# 2018 atlas maintenance schedule



## thinkskateboards88 (Dec 14, 2007)

Does anybody have the standard maintenance schedule for the 2018 VW Atlas 3.6 4motion ? I have been searching for awhile and can't find it. I've called multiple dealers about a 60k service and they all give me different answers on what needs to be done.
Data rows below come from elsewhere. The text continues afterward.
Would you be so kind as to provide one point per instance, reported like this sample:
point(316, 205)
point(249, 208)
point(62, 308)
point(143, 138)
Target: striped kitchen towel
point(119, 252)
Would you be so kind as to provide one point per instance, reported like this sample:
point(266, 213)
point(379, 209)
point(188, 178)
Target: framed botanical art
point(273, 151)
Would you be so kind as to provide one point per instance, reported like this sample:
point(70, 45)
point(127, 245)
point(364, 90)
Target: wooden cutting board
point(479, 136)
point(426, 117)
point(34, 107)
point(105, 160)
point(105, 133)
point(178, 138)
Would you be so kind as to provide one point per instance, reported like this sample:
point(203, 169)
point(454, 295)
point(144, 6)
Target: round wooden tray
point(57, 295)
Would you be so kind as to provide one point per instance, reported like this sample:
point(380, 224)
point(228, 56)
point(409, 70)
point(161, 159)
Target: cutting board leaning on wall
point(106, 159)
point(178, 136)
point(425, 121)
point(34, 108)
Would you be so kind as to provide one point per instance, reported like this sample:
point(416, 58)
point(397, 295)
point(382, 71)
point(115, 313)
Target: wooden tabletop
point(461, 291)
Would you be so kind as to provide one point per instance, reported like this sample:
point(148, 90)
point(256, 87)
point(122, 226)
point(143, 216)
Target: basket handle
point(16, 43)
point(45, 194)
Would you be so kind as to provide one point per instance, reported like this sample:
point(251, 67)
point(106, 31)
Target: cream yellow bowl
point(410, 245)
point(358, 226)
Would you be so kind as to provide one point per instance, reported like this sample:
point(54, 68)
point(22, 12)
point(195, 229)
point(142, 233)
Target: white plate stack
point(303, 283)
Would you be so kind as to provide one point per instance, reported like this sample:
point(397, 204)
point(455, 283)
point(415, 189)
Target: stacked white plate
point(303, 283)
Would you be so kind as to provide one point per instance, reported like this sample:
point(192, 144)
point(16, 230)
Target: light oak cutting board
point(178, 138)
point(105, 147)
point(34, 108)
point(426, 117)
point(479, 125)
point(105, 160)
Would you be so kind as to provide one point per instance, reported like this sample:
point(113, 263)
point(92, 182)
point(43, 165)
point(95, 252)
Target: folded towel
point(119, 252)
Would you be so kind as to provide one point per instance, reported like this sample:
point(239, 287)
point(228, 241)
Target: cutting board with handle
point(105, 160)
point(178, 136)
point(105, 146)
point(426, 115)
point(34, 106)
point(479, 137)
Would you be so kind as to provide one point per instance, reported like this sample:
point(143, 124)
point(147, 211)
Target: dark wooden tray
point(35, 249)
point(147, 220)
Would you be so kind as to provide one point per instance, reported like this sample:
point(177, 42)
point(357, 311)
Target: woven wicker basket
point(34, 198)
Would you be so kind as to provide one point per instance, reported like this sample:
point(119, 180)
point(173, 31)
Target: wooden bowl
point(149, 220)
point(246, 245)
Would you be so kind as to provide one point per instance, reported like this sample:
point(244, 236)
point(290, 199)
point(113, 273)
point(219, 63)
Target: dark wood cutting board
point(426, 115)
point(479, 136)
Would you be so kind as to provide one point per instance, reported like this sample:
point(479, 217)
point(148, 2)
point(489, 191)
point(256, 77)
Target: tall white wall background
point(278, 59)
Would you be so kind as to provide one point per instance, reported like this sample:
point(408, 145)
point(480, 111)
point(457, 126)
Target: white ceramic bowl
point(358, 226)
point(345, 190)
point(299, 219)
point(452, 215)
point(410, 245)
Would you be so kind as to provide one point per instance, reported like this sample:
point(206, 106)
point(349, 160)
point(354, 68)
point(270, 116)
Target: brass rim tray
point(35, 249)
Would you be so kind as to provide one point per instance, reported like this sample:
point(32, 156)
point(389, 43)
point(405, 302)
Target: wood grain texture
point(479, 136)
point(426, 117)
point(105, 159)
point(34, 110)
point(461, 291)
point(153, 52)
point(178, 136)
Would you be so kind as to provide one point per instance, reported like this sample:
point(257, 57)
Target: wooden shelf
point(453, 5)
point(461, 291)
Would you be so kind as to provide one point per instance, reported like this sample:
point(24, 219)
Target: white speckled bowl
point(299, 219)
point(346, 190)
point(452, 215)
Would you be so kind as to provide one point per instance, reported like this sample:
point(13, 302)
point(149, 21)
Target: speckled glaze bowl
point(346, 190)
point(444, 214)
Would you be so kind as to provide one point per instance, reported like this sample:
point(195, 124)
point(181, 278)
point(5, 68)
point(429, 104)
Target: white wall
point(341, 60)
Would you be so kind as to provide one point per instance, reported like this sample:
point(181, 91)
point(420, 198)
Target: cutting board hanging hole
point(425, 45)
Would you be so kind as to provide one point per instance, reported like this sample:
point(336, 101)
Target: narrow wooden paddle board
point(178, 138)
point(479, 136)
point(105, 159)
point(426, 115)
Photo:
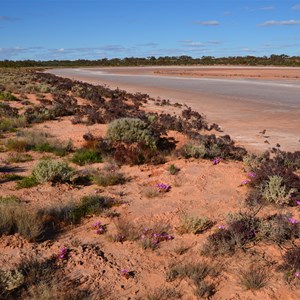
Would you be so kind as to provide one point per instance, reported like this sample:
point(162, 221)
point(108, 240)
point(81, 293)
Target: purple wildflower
point(97, 224)
point(100, 229)
point(63, 252)
point(163, 187)
point(244, 182)
point(252, 175)
point(216, 160)
point(293, 221)
point(125, 273)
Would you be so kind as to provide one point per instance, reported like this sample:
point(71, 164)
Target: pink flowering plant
point(163, 188)
point(63, 252)
point(150, 238)
point(99, 228)
point(125, 273)
point(216, 161)
point(244, 182)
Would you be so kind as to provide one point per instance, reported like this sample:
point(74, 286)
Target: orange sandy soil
point(199, 189)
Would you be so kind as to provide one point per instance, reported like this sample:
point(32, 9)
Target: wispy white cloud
point(296, 7)
point(194, 44)
point(7, 18)
point(207, 23)
point(267, 8)
point(283, 23)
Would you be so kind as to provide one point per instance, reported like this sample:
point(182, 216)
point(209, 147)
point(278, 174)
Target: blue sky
point(95, 29)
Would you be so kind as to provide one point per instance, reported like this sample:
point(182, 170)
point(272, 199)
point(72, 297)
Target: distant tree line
point(272, 60)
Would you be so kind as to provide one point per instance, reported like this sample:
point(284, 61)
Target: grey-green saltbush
point(52, 170)
point(130, 130)
point(274, 191)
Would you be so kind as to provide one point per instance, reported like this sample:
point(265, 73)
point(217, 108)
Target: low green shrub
point(253, 278)
point(279, 228)
point(86, 156)
point(173, 169)
point(130, 130)
point(163, 293)
point(19, 157)
point(194, 149)
point(109, 175)
point(241, 228)
point(7, 96)
point(12, 123)
point(38, 141)
point(194, 225)
point(275, 191)
point(52, 170)
point(27, 182)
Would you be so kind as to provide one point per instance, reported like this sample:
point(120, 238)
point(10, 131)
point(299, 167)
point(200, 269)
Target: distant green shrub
point(7, 96)
point(130, 130)
point(38, 141)
point(253, 278)
point(173, 169)
point(194, 225)
point(90, 205)
point(27, 182)
point(275, 192)
point(11, 124)
point(86, 156)
point(109, 175)
point(52, 170)
point(19, 157)
point(193, 149)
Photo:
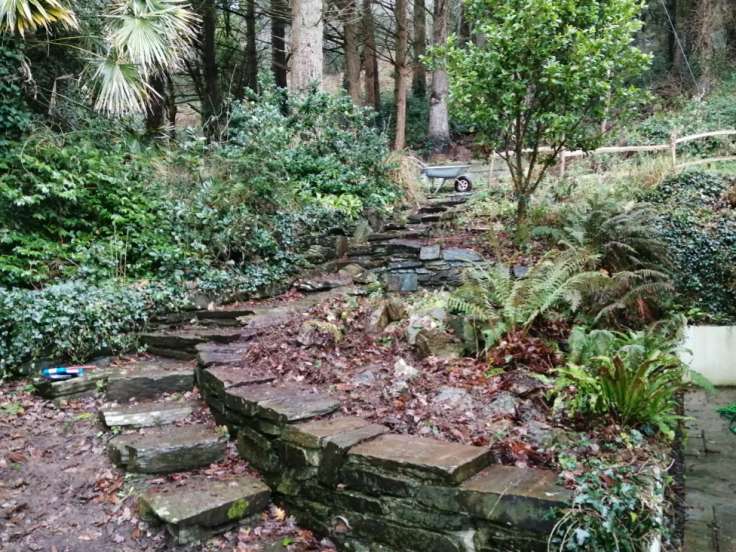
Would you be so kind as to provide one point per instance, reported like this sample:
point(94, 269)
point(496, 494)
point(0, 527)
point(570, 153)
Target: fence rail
point(671, 147)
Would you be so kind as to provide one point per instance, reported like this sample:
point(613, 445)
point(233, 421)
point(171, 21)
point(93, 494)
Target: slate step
point(149, 379)
point(146, 414)
point(166, 450)
point(199, 507)
point(181, 343)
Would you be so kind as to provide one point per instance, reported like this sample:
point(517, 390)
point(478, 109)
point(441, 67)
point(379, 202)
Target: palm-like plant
point(27, 16)
point(143, 38)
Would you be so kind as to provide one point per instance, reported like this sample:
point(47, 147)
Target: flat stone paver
point(281, 404)
point(424, 458)
point(710, 474)
point(146, 414)
point(167, 450)
point(202, 503)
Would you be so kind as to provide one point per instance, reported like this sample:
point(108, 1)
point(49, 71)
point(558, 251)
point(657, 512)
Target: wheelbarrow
point(456, 173)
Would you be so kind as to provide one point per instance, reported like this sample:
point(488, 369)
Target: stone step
point(166, 450)
point(149, 379)
point(420, 458)
point(199, 507)
point(181, 343)
point(146, 414)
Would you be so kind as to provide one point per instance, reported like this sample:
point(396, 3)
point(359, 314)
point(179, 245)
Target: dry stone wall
point(369, 489)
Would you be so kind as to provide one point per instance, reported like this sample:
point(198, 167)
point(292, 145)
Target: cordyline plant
point(544, 73)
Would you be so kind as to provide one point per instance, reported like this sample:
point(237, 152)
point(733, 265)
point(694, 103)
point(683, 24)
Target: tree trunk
point(402, 73)
point(278, 42)
point(212, 101)
point(251, 53)
point(156, 106)
point(305, 62)
point(439, 123)
point(350, 17)
point(370, 59)
point(419, 85)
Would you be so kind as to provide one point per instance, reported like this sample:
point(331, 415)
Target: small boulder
point(404, 371)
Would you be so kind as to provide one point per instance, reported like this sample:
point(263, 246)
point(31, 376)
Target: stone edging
point(369, 489)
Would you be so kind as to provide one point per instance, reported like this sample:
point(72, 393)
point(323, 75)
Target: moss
point(237, 509)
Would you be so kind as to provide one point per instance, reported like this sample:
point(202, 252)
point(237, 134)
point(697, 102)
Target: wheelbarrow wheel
point(463, 184)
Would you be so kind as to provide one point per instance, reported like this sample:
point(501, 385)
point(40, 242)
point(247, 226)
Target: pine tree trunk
point(251, 52)
point(439, 123)
point(278, 41)
point(212, 101)
point(419, 85)
point(402, 73)
point(305, 62)
point(350, 18)
point(370, 59)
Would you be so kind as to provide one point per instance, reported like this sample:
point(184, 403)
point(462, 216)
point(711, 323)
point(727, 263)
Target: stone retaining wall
point(369, 489)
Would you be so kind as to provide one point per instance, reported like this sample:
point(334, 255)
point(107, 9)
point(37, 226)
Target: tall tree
point(419, 85)
point(251, 52)
point(402, 72)
point(212, 99)
point(351, 18)
point(439, 121)
point(306, 59)
point(370, 58)
point(278, 41)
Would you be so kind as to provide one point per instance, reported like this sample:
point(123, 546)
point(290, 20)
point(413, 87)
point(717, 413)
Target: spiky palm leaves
point(27, 16)
point(142, 38)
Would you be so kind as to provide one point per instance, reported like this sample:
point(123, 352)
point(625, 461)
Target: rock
point(146, 414)
point(147, 380)
point(503, 405)
point(438, 344)
point(429, 253)
point(461, 255)
point(404, 282)
point(378, 319)
point(192, 509)
point(420, 458)
point(405, 246)
point(366, 377)
point(168, 450)
point(404, 371)
point(454, 398)
point(280, 404)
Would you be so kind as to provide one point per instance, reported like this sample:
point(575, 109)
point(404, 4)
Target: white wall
point(711, 350)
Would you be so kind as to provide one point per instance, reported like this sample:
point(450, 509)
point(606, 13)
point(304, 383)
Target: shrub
point(698, 225)
point(634, 377)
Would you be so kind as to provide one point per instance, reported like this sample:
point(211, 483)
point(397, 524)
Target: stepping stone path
point(201, 507)
point(168, 450)
point(291, 432)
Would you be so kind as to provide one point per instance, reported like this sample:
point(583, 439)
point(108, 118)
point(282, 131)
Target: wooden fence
point(564, 155)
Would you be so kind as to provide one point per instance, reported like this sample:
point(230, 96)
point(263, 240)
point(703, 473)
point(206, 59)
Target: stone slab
point(168, 450)
point(280, 404)
point(148, 380)
point(342, 429)
point(461, 255)
point(220, 378)
point(204, 503)
point(146, 414)
point(426, 459)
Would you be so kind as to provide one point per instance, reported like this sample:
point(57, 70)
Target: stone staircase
point(341, 476)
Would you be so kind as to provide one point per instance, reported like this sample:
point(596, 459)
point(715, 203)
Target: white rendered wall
point(711, 350)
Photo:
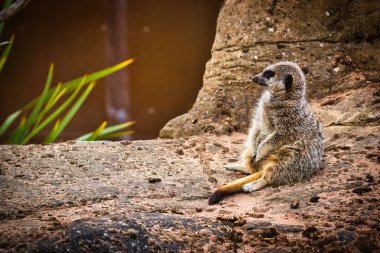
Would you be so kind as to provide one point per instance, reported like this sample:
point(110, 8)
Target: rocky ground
point(149, 196)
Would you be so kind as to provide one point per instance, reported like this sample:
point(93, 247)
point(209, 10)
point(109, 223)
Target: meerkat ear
point(288, 82)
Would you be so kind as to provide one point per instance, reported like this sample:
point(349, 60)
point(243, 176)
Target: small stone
point(132, 233)
point(361, 190)
point(179, 151)
point(240, 222)
point(314, 199)
point(48, 155)
point(294, 205)
point(154, 180)
point(269, 233)
point(311, 232)
point(369, 178)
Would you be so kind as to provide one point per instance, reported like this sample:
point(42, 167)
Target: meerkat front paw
point(237, 167)
point(255, 185)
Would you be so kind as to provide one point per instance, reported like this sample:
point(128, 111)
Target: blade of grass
point(5, 54)
point(6, 4)
point(55, 114)
point(55, 134)
point(71, 85)
point(13, 139)
point(32, 119)
point(109, 130)
point(9, 120)
point(52, 101)
point(97, 132)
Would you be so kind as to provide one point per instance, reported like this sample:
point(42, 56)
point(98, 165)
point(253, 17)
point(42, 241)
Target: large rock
point(149, 196)
point(335, 42)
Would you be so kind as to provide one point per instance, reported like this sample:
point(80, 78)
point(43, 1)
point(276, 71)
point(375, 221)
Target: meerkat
point(285, 141)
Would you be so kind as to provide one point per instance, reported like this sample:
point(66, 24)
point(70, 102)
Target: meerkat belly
point(294, 163)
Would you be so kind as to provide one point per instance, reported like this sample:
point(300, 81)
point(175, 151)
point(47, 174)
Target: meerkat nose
point(254, 78)
point(257, 79)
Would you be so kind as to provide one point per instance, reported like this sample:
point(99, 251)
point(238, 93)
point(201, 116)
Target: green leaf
point(55, 114)
point(6, 4)
point(109, 130)
point(52, 101)
point(33, 116)
point(22, 131)
point(5, 54)
point(55, 134)
point(73, 84)
point(9, 121)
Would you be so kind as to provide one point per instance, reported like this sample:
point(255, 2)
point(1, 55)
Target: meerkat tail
point(233, 187)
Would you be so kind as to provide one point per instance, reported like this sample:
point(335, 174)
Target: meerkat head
point(283, 78)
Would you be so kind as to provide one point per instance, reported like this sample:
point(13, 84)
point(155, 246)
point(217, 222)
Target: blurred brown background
point(170, 40)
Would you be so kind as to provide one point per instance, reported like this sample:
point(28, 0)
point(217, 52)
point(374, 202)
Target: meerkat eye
point(268, 74)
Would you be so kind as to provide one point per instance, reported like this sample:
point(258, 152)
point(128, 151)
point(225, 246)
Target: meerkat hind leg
point(237, 167)
point(255, 185)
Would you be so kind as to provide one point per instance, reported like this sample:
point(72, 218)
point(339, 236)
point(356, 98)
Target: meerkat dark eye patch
point(268, 74)
point(288, 82)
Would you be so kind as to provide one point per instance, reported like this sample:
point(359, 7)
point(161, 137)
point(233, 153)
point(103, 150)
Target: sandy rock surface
point(335, 42)
point(149, 196)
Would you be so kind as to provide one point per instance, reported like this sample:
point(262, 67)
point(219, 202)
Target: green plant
point(43, 110)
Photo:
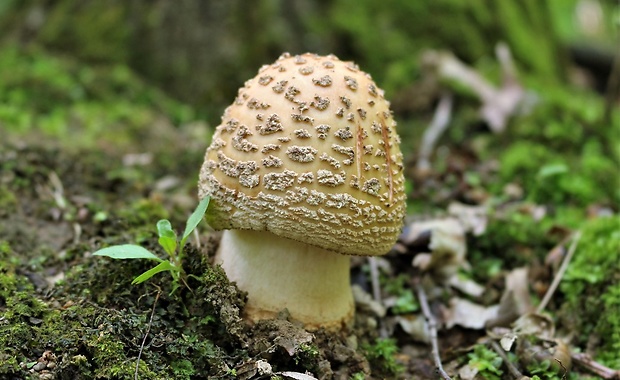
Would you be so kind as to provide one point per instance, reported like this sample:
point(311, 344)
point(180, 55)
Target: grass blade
point(167, 236)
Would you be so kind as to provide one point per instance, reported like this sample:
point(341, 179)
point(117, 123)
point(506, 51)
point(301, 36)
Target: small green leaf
point(551, 170)
point(195, 219)
point(127, 251)
point(167, 236)
point(161, 267)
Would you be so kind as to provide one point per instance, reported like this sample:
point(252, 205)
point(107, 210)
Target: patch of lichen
point(95, 321)
point(591, 290)
point(563, 152)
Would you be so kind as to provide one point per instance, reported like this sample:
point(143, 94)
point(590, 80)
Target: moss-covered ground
point(94, 156)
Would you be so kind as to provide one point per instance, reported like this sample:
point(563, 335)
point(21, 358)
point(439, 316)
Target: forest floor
point(491, 222)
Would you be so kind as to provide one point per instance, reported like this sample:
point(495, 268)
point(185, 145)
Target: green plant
point(168, 241)
point(486, 361)
point(382, 356)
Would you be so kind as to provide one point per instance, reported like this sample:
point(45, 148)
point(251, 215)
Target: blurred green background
point(103, 70)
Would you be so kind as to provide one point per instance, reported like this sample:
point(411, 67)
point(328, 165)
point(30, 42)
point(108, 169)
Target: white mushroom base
point(279, 273)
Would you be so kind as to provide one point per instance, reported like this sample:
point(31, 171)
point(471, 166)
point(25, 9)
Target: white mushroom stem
point(278, 273)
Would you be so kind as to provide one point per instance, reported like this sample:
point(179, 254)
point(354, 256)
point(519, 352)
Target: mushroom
point(304, 170)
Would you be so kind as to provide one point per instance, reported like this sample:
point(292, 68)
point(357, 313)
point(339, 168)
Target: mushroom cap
point(309, 151)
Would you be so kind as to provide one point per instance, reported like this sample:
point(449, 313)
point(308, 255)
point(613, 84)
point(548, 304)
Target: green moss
point(59, 97)
point(381, 355)
point(590, 287)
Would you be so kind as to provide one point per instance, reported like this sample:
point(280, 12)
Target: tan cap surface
point(308, 151)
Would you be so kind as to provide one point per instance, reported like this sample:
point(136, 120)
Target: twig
point(432, 327)
point(585, 361)
point(441, 119)
point(146, 334)
point(514, 371)
point(560, 274)
point(613, 93)
point(376, 291)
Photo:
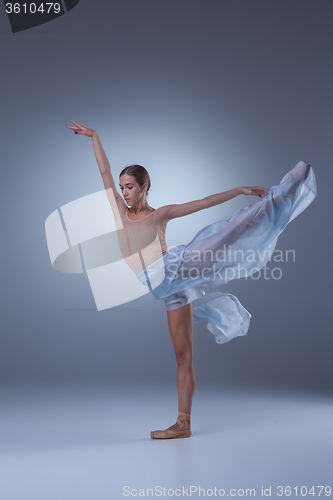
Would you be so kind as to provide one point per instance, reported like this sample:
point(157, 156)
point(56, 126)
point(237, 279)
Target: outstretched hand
point(255, 191)
point(80, 130)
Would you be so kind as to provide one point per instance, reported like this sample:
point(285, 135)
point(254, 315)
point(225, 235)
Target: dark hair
point(139, 173)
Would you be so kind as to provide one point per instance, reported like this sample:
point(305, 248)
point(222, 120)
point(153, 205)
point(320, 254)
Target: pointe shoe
point(183, 422)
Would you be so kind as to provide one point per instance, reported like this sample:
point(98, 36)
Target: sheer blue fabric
point(226, 250)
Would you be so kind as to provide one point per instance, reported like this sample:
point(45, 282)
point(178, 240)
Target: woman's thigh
point(180, 323)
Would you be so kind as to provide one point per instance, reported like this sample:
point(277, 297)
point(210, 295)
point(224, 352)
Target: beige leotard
point(142, 241)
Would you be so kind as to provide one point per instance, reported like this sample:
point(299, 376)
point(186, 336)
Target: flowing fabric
point(226, 250)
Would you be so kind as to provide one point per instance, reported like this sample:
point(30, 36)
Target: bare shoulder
point(169, 212)
point(122, 207)
point(164, 214)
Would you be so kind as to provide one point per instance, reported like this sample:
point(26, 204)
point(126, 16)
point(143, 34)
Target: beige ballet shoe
point(184, 425)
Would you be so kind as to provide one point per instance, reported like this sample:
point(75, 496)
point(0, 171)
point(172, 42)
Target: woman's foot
point(181, 429)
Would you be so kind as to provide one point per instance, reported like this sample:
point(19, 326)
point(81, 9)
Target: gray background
point(207, 96)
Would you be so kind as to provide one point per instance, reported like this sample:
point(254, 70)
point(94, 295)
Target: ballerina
point(215, 254)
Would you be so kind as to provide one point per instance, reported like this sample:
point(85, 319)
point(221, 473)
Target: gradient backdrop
point(207, 95)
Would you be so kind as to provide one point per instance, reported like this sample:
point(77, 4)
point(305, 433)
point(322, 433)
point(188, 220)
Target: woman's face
point(130, 189)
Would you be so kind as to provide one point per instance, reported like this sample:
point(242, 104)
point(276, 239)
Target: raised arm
point(169, 212)
point(102, 161)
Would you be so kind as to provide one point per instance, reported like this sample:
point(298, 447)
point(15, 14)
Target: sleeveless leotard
point(142, 241)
Any help would be greatly appreciated.


----------



## mhjett (Oct 16, 2000)

Its in your owner's manual folder. Dealers like to come up with their own "service" schedules that include more than is required, that's why dealers aren't giving you a consistent answer. If you don't have your manual, you can get it here -- https://www.vwserviceandparts.com/digital-resources/online-owners-manual/


----------



## GTINC (Jan 28, 2005)

thinkskateboards88 said:


> Does anybody have the standard maintenance schedule for the 2018 VW Atlas 3.6 4motion ? I have been searching for awhile and can't find it. I've called multiple dealers about a 60k service and they all give me different answers on what needs to be done.
> 
> Any help would be greatly appreciated.


Use the one VW provided when you bought the vehicle.


----------



## KarstGeo (Jan 19, 2018)

Maint. Schedule	
every 1 years (or 10K)	oil/filter change
every 2 years (or 20K)	cabin filter
every 3 years (then every 2 years)	brake fluid, sunroof track grease (depending on type), 4Motion clutch fluid
every 6 years (or 60K)	spark plugs, air filter
every 80K	tranny fluid

Straight from the manual. Keep in mind, this is the "real" stuff - not all the BS checks etc. I always recommend pay for service "ala carte" and not buying the packages.


----------



## opaxxity (Mar 31, 2017)

hi, id like the official 2018 2.0 maintenance schedule as well, went through the whole online manual and couldnt find it.


----------



## KarstGeo (Jan 19, 2018)

opaxxity said:


> hi, id like the official 2018 2.0 maintenance schedule as well, went through the whole online manual and couldnt find it.


IDo you own the vehicle? It's in the manual/maintenance book. Should be the same/similar as the GTI.


----------



## opaxxity (Mar 31, 2017)

KarstGeo said:


> IDo you own the vehicle? It's in the manual/maintenance book. Should be the same/similar as the GTI.


bought used, no manual


----------